The Whydah was the 50th and last ship that Black Sam Bellamy took, and it is believed that the treasure chests found inside it represented his life’s work as a pirate. It was such a large haul, that the state of Massachusetts tried to get Clifford to sell the treasure, claiming that a third of it was theirs. He, however, took them to court where a judge gave Clifford full ownership of his find.
Three Pirate Treasure Chests That Remain Hidden
Like we said before, there are tales of lost treasure that remain in treasure chests under the sand or hidden in caves out there. Here are three of the most notorious legends.
1. Blackbeard’s Treasure
Perhaps one of the most well-known names in the Pirate world is Blackbeard. Known to a few as Edward Teach, this ruthless seadog sailed the West Indies and East Coast of America in the late 17th to early 18th centuries. His targets were the ships leaving the South American coast on their way back to Spain.
Treasure hunters were believed to have found his ship, The Queen’s Revenge (or Queen Anne’s Revenge), in 1996. Unfortunately, it lay bare of any treasure chest and instead housed only a handful of gold coins. They were able to extract some precious remains from the wreckage, including the anchor, cannons, and some other ship fittings.
At the end of his life, Blackbeard’s wealth was only recorded at around $12.5 million, according to his ledgers. However, before he met his demise in 1718, he foretold of a location where his real treasure chest lay. However, he stated that the location would remain known only to him and the devil.
2. Amaro Pargo’s Treasure
Amaro Pargo started off as a Pirate, however, the Spaniard later became a privateer who attacked and plundered ships aligned against the Spanish crown. He ran the route between Cádiz and the Caribbean and sailed the seas around the same time as Blackbeard.

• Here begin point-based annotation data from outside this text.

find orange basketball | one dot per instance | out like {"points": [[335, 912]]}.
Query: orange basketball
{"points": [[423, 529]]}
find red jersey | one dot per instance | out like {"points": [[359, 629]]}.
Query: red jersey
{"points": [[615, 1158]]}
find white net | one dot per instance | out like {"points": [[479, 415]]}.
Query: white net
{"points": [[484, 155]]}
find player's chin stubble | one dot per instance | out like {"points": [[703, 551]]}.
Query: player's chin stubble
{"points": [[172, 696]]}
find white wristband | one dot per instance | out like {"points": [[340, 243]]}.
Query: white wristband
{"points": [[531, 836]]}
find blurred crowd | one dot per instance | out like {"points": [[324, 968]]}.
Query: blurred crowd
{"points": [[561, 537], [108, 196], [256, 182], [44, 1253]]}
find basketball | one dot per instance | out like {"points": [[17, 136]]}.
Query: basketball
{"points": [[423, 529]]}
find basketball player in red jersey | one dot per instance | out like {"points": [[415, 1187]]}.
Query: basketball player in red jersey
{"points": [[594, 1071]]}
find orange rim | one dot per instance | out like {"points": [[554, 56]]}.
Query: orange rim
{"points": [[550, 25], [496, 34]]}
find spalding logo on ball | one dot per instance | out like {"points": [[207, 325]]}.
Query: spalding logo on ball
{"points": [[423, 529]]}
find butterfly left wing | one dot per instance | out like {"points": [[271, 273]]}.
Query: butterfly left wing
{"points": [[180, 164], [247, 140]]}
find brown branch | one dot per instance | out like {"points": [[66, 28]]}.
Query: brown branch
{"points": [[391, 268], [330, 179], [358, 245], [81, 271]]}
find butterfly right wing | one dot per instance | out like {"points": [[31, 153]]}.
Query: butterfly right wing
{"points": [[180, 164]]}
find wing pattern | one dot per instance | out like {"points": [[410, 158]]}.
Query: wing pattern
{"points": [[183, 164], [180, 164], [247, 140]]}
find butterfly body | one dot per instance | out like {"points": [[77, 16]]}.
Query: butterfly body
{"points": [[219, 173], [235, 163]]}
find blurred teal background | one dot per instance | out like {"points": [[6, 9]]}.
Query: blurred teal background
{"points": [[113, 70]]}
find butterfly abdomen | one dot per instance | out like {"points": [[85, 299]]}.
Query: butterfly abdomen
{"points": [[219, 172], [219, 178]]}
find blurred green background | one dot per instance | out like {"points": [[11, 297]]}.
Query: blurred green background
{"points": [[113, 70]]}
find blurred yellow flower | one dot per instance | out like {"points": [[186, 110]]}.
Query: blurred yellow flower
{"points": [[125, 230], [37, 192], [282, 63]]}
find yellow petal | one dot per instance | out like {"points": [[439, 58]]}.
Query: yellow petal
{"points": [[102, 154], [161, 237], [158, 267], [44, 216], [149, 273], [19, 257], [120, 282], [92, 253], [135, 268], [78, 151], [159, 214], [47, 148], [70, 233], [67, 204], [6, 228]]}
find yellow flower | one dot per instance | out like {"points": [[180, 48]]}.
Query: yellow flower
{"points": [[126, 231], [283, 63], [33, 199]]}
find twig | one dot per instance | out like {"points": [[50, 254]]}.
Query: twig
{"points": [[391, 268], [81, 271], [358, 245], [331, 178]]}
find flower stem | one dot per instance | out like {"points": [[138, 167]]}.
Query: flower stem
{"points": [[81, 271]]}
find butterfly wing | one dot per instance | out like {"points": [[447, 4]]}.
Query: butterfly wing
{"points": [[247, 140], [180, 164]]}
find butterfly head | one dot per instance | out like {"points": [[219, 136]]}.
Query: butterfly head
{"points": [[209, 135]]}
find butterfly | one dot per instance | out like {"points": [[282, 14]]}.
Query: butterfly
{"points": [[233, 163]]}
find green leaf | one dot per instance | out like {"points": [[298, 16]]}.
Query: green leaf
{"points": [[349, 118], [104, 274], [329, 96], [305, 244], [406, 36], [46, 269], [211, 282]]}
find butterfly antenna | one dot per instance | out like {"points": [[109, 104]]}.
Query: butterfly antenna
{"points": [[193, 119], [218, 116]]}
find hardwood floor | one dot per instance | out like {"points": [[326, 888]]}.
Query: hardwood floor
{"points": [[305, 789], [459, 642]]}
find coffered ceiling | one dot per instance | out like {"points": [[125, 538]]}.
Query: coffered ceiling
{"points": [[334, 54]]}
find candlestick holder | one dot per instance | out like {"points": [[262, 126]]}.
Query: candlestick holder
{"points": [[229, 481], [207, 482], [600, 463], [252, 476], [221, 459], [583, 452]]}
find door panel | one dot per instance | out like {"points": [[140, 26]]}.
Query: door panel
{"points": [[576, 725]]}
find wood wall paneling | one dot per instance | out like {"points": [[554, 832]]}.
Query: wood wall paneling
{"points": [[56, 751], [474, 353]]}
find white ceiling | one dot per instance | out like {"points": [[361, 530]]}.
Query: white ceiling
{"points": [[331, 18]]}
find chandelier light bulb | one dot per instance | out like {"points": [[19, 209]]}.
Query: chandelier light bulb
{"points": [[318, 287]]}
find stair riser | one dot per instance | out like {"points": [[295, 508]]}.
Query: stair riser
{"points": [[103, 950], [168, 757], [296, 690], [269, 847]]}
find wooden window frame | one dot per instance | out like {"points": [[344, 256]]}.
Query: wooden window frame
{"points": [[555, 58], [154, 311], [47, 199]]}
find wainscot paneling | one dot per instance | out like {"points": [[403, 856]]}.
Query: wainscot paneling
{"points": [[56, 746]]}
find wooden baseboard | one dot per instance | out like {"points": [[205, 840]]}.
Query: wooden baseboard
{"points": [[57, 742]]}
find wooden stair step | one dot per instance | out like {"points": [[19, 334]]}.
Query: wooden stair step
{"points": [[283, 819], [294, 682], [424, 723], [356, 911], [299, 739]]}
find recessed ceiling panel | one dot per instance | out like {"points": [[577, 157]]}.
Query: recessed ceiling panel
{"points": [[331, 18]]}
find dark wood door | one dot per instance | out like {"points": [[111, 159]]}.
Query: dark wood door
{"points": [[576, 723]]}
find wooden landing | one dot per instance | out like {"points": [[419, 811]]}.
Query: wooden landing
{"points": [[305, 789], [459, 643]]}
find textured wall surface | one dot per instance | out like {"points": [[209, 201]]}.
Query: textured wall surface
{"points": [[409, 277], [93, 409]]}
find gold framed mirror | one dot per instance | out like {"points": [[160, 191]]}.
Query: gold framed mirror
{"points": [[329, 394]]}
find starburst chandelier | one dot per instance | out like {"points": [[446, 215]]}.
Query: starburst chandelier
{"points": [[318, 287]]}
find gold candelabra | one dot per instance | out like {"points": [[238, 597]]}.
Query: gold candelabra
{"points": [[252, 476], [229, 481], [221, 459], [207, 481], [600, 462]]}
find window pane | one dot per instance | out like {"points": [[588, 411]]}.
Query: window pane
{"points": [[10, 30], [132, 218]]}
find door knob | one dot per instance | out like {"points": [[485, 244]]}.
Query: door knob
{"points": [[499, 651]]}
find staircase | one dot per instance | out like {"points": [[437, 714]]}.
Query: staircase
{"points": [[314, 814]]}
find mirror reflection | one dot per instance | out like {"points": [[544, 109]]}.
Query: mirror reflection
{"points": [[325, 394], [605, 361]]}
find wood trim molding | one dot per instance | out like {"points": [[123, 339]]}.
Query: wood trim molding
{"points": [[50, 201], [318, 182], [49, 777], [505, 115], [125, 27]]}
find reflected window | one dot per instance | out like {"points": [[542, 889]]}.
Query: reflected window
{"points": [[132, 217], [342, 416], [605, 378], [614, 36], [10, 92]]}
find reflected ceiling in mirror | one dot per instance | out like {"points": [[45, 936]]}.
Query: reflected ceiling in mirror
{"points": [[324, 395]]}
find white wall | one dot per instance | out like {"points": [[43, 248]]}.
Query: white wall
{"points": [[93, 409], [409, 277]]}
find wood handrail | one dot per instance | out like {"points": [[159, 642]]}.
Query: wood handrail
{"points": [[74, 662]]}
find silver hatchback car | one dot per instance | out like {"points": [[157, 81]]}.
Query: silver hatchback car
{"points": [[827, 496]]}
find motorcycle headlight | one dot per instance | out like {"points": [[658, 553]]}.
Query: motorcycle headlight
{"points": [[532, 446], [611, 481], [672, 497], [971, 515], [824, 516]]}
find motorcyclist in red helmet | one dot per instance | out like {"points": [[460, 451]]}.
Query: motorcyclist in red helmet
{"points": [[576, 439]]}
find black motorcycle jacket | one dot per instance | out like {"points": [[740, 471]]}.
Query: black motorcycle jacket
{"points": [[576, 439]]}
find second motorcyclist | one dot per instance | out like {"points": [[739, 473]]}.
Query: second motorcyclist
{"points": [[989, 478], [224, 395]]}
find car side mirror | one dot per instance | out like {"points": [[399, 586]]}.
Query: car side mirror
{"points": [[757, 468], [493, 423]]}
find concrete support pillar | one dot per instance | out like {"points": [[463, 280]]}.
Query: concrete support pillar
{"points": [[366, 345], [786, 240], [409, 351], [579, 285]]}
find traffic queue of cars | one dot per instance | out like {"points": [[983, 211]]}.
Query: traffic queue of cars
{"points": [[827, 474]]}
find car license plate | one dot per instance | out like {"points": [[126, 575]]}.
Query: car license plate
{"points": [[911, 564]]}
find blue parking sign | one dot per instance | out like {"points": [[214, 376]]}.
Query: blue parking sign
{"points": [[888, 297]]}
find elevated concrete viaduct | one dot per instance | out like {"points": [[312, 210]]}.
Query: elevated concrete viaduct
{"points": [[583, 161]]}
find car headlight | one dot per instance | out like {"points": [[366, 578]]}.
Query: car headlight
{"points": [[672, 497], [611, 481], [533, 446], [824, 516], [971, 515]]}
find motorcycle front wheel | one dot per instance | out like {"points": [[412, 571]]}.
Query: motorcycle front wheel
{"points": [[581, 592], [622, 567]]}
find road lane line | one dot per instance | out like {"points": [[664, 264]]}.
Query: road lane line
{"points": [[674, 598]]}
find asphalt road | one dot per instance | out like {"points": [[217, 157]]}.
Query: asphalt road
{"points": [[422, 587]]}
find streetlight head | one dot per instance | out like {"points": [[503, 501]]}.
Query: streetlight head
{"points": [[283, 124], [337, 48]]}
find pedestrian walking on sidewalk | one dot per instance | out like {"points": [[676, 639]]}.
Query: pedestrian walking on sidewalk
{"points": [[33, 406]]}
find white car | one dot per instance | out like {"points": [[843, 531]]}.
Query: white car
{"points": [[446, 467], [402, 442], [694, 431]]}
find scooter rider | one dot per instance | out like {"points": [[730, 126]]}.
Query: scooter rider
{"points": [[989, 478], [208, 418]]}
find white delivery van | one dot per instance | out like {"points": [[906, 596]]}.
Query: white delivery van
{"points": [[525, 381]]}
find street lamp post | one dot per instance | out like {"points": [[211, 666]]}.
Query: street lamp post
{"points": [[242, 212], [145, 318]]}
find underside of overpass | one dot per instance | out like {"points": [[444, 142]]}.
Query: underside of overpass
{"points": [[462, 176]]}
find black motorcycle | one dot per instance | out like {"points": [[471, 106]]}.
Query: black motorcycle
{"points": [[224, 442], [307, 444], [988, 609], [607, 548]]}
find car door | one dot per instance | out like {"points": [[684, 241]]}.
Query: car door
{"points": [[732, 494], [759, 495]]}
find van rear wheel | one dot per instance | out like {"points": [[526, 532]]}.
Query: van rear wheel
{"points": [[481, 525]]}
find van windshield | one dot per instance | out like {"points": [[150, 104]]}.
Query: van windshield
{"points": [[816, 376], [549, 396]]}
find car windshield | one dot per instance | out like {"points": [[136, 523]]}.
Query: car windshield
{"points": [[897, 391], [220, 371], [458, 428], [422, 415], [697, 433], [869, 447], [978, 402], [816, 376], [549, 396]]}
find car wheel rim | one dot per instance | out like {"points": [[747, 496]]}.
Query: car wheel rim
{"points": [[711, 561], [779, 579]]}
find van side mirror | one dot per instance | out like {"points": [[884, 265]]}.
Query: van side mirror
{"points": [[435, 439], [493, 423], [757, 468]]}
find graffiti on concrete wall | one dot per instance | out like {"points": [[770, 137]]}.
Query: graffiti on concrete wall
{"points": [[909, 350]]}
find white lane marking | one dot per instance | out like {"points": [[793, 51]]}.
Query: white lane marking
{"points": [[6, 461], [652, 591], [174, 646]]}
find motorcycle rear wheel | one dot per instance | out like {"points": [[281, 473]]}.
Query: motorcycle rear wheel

He died the wealthiest man in the Canary Islands and much of his net worth went to his sons. However, he wrote of a treasure chest of carved wood in his will. He explained that it housed gold, jewelry, porcelain, silver, and other expensive artifacts. In fact, his last will and testament reveal that he itemized the haul in a book wrapped with parchment with the letter “D” embossed on it.
He, however, failed to tell anyone where the book could be found. As such, treasure hunters have been on the search for the treasure chest for years without avail.
3. Pirate Gold of Adak Island
Millions of people around the world have become familiar with the treasure of Adak Island. That’s because Netflix recently released a reality show that follows the journey of treasure hunters as they search for this immeasurable booty. It is alleged that it is worth more than a mere treasure chest or two.
As the tale goes, a Pirate named Gregory Dwargstaf hid gold coins in 150 food and milk tin cans. The value of the treasure is said to be worth $365 million dollars.
While some think it to be mere legend, the story seems to have a ring of truth to it. American soldiers used Adak Island as a base during World War II. During the construction of the barracks, a worker found a can with gold coins from the 17th century valued at several thousand dollars. In 1959, another tin turned up, this time with $2.5 million worth of gold inside it.
With gold like this dangling like a carrot before a donkey, it’s easy to see why the Adak treasure hunters are determined to find the rest of the treasure and why Netflix has chosen to follow their escapades. If there was any proof that treasure chests still exist out there, this would be it.
The Odds are Not Great
The odds of finding buried treasure chests have proven slim. There are so many myths and legends out there, with very little material proof to validate them. But every now and then, those who do the work reap the dividends they deserve and end up self-made millionaires by chasing treasures that others would write off as pipe dreams.